Choose how much of each search result the API serializes — verbosity presets and character budgets, decided per call by the caller.
Search results are consumed by models, and models pay for every byte: a tool result becomes input tokens that are re-billed on every subsequent step of the agent loop, and irrelevant tokens measurably degrade the model’s next decision. Caesar therefore makes payload shape caller-directed. Provenance and passages are always available; the response block on POST /v1/search decides per call whether they are delivered. Every response reports its own cost in usage.approx_tokens, computed as ceil(bytes_returned / 4) — a documented estimate, not a tokenizer-accurate count.The same shaped search on every surface:
These run keyless on the anonymous tier; add Authorization: Bearer $CAESAR_API_KEY only if you have a partner key for higher throughput. The MCP tool exposes no budget — a fixed 20,000-character server cap is its outer guardrail (see the remote MCP server).
Extended metadata is part of standard, not full.
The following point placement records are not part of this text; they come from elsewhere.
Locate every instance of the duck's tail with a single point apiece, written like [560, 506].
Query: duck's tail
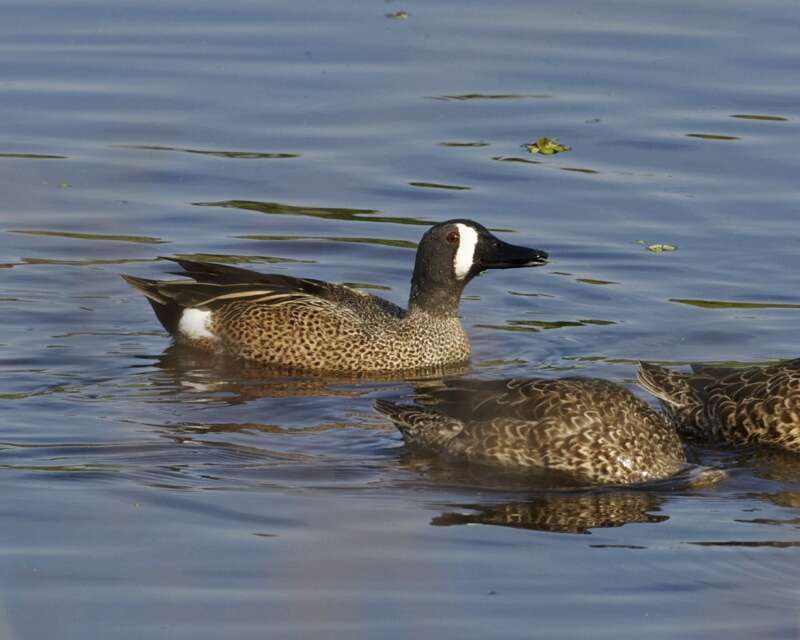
[167, 310]
[420, 426]
[681, 395]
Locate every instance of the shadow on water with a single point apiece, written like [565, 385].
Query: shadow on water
[325, 213]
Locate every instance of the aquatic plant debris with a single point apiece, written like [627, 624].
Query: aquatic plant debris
[661, 248]
[546, 146]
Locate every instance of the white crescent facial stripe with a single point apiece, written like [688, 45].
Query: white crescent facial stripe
[465, 256]
[194, 324]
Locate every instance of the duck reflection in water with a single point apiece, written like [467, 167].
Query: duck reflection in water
[563, 512]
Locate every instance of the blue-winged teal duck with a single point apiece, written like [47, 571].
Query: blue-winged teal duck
[318, 326]
[753, 405]
[592, 429]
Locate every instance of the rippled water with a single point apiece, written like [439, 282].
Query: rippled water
[149, 493]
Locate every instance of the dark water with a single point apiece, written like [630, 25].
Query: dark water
[147, 494]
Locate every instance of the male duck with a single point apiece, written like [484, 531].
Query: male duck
[594, 430]
[313, 325]
[754, 405]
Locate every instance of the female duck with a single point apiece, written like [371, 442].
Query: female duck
[754, 405]
[594, 430]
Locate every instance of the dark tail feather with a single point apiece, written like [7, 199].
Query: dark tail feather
[682, 396]
[404, 416]
[420, 427]
[668, 386]
[213, 273]
[167, 311]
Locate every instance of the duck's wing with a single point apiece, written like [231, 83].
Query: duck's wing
[528, 399]
[214, 285]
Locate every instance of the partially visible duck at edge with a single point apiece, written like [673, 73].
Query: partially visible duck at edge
[752, 405]
[594, 430]
[311, 325]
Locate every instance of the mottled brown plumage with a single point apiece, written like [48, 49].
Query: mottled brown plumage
[593, 429]
[311, 325]
[752, 405]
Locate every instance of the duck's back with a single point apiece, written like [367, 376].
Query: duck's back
[347, 331]
[594, 429]
[752, 405]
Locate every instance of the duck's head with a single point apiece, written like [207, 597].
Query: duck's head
[451, 253]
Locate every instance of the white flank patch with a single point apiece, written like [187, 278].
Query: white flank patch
[194, 324]
[465, 255]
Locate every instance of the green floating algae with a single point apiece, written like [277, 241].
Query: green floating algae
[731, 304]
[90, 236]
[546, 146]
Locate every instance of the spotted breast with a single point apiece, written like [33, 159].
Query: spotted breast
[312, 325]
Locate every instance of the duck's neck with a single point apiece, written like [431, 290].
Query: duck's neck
[435, 297]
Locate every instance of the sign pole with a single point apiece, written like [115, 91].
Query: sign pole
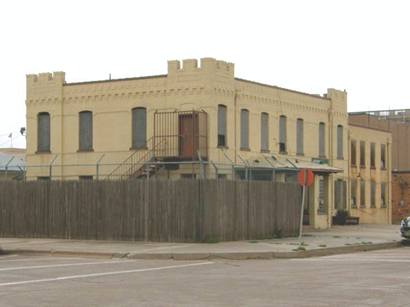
[302, 205]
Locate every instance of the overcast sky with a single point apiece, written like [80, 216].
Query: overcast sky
[360, 46]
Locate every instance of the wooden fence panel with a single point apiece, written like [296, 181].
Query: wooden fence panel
[165, 211]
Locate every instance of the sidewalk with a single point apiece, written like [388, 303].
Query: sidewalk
[340, 239]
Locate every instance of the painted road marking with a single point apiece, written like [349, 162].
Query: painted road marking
[34, 281]
[61, 265]
[38, 259]
[163, 247]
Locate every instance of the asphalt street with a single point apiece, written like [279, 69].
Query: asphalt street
[379, 278]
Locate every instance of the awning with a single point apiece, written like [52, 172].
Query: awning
[292, 165]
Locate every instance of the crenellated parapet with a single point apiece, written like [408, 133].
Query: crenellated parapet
[338, 100]
[205, 66]
[45, 85]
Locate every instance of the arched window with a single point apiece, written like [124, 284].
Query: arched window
[244, 129]
[222, 125]
[339, 142]
[43, 132]
[299, 136]
[282, 134]
[322, 151]
[139, 128]
[264, 131]
[85, 131]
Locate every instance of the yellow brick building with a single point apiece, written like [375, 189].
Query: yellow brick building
[202, 121]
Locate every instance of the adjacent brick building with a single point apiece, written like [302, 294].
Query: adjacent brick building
[398, 123]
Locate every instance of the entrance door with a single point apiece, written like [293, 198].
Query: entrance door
[188, 135]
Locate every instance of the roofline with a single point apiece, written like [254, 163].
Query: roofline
[405, 171]
[116, 80]
[371, 128]
[282, 88]
[382, 110]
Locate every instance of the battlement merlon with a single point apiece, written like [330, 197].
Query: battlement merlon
[338, 99]
[45, 78]
[207, 65]
[44, 85]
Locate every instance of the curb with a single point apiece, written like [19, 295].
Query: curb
[217, 255]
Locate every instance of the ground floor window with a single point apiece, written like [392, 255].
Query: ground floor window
[254, 174]
[362, 193]
[340, 194]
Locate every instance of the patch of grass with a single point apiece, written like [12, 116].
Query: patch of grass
[299, 248]
[277, 234]
[210, 240]
[366, 242]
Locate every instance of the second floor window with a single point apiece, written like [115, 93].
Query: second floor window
[362, 154]
[362, 193]
[264, 132]
[282, 134]
[139, 128]
[372, 155]
[382, 156]
[339, 150]
[299, 136]
[353, 152]
[383, 200]
[353, 192]
[322, 151]
[244, 129]
[221, 125]
[43, 132]
[372, 194]
[85, 131]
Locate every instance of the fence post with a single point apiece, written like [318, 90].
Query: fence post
[97, 167]
[6, 168]
[50, 171]
[146, 208]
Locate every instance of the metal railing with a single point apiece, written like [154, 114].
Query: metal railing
[134, 165]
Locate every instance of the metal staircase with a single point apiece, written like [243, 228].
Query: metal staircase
[140, 164]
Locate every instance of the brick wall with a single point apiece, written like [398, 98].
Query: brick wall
[400, 195]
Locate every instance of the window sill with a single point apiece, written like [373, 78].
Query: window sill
[139, 148]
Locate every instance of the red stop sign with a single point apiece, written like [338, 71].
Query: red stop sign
[305, 180]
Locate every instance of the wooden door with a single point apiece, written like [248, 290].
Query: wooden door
[188, 138]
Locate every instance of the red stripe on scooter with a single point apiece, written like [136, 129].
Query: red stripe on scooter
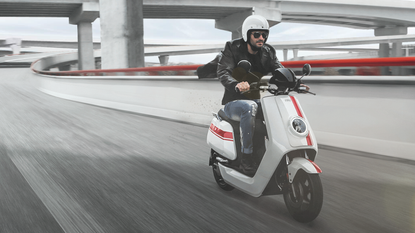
[296, 106]
[224, 135]
[309, 142]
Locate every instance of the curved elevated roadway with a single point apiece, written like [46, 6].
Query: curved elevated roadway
[71, 167]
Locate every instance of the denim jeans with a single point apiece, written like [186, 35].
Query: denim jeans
[244, 111]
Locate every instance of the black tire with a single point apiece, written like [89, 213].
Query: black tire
[219, 179]
[304, 197]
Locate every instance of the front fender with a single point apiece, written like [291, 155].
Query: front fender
[304, 164]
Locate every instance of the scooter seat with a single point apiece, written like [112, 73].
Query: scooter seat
[235, 124]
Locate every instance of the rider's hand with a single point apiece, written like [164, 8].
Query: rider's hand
[243, 86]
[307, 87]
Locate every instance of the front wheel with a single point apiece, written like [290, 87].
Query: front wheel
[304, 196]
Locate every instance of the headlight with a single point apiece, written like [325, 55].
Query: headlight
[299, 127]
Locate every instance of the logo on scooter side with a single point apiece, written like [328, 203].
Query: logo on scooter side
[299, 125]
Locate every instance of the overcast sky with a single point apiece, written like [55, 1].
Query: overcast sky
[174, 31]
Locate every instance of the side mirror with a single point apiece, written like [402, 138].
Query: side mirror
[306, 69]
[244, 64]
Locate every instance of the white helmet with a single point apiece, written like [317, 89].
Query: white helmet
[254, 22]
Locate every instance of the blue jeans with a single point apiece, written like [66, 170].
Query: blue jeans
[244, 111]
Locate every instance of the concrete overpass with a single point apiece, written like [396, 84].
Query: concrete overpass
[123, 47]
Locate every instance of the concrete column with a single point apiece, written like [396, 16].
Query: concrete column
[164, 60]
[285, 52]
[384, 51]
[83, 18]
[397, 52]
[86, 60]
[122, 31]
[295, 53]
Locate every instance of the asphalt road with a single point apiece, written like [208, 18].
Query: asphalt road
[71, 167]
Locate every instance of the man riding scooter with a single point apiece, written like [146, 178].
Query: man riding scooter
[241, 106]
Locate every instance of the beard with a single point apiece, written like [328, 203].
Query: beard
[254, 47]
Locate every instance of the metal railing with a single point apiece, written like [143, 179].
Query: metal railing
[187, 69]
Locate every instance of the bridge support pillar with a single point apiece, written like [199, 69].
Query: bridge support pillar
[83, 18]
[285, 52]
[122, 32]
[384, 48]
[86, 60]
[295, 54]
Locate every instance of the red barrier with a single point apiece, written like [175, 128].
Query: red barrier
[155, 70]
[383, 61]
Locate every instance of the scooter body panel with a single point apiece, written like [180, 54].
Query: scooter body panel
[301, 164]
[279, 114]
[221, 138]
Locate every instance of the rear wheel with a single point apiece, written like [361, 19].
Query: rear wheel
[304, 196]
[218, 177]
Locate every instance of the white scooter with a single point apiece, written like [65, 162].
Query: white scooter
[284, 146]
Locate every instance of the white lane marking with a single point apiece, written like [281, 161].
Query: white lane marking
[66, 210]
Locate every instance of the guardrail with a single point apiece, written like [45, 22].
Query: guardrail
[352, 115]
[361, 62]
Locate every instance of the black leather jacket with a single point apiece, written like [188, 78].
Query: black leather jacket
[235, 51]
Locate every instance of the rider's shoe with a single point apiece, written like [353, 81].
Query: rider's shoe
[247, 165]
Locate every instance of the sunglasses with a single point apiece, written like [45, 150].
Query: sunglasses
[258, 34]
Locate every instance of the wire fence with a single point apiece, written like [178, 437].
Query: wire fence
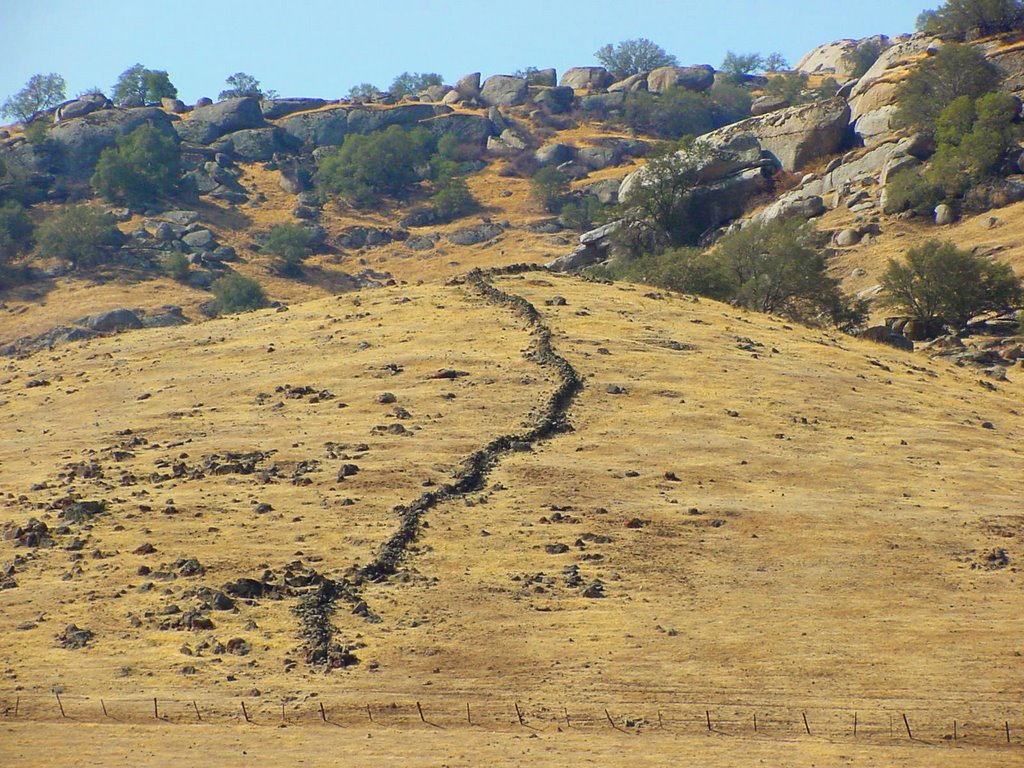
[968, 724]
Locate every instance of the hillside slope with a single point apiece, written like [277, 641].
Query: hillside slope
[780, 522]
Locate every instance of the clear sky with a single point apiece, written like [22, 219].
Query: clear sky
[323, 47]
The only thing full adds over standard is the per-result provenance block. standard matches the pre-shaping default, so a request without a response block is unchanged. score is an object of the form {"value": 0.87} and is present from compact up only when a reranking stage scored the result.
Defaults differ by surface, on purpose:
Surface
Default verbosity
How to change
Budget control
REST POST /v1/search
standard
response.verbosity
response.budget
MCP caesar_search
compact
response_format (compact, standard, full; no ids_only)
fixed 20,000-char server cap
CLI caesar-search search
standard
--format (all four values, maps 1:1 to response.verbosity)
none — use --format
ids_only is available on REST, the SDKs, and the CLI — not over MCP or the AI SDK tools; it is the cheap probe shape for re-ranking, dedupe, and query-variant evaluation, and pairs well with /v1/feedback.
budget.max_chars_total (minimum 1) caps the serialized response body in characters — roughly 4 characters per token. The guarantee covers the final body you receive, including the truncation warning and the usage block. budget.on_exceed is shed (default) or error; with error, no shedding occurs and the request fails with HTTP 400, code response_too_large. Verbosity projection is applied first, then the budget is enforced.When the budget binds under shed, payload is removed in this exact order, re-measuring after each step:
passages — lowest-ranked result first, last passage first, one at a time
snippets — snippets over 200 characters trimmed to 200 plus an ellipsis
provenance — dropped across all results
extended_metadata — metadata trimmed back to published_at and last_crawled_at
description — dropped across all results
tail_results — trailing results dropped, never below one result
Any shed sets "truncated": true on the envelope and appends one response_truncated warning whose message is the format Budget N chars: shed X, Y. — the names above are the exact strings in details.shed_levels:
If even a single result with invariant fields exceeds the budget, it is returned anyway with a budget_unsatisfiable warning (“A single result with invariant fields exceeds the N character budget; returning it anyway.”). You never get an empty 200, and a response is never an error just for being big.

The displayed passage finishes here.